All eleven southern states in this table lock up noticeably higher per capita numbers of their whole populations, black, white and otherwise, than do New York and Illinois.  But southern rates of disparity between black and white imprisonment do not approach those of Illinois at 7.5 to one or New York’s 9.5 to one.  Like Texas, nine of these eleven Southern states achieve their overall high imprisonment rates by confining white people to prison twice as often as New York and Illinois.  Furthermore, the five states with the highest black percentage of their total populations have rates of black imprisonment closer to those of Illinois and New York than to Texas.  Like Texas, the Old South is just not a good place to be poor, whether one is black or white.

Federal Prisoners: Another Texas and then some

Finally, discerning readers have probably noticed that near the beginning of this article the proportion of all African Americans in the nation’s prisons and jails was given as about 3%, but the numbers quoted for only three states reached or exceeded that figure.  How did we get three percent? 

The missing incarcerated, who did not figure in BC’s calculations for the Dishonorable Mentions and Ten Worst list because BC was unable to sort out their states of origin, race or region, are those in federal prisons and jails.  The federal gulag held about 170,000 people as of mid-year 2004, according to the Bureau of Justice Statistics, slightly more than the Texas prison system, and growing much faster.  We have not yet obtained racial breakdown data for federal prisons, but if and when it becomes available it may show racial disparities as severe as those in Illinois, which would suffice to make almost half of federal inmates African American.

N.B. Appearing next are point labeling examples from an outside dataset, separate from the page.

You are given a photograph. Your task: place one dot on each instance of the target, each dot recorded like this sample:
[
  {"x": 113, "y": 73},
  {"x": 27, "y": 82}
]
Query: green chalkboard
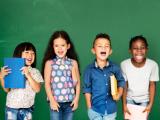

Better Lives, Better Families, Better Communities

The work of reclaiming lives, families and communities shredded by America’s incarceration binge must take place in hundreds of cities and towns and in several arenas.  Thousands of churches and local organizations are trying with scant resources to provide re-entry services to former prisoners.  While their efforts deserve praise and support, BC believes that problems created by bad public policies demand solutions that include changing those destructive policies. In fact, it is misleading and foolish to portray the problem of racially selective mass imprisonment as one addressable by a million individual solutions, by several hundred thousand family solutions, or by ten thousand black church and small business solutions. 

The problem is that public policy in America only moves in the direction of addressing human needs when under the insistent pressure of mass movements.  Where will the mass movement come from to change America’s racially selective policy of mass incarceration?  What will be its first tasks, and what will it look like?  These are among the key questions before black activists between now and the time we “Go back to Gary.”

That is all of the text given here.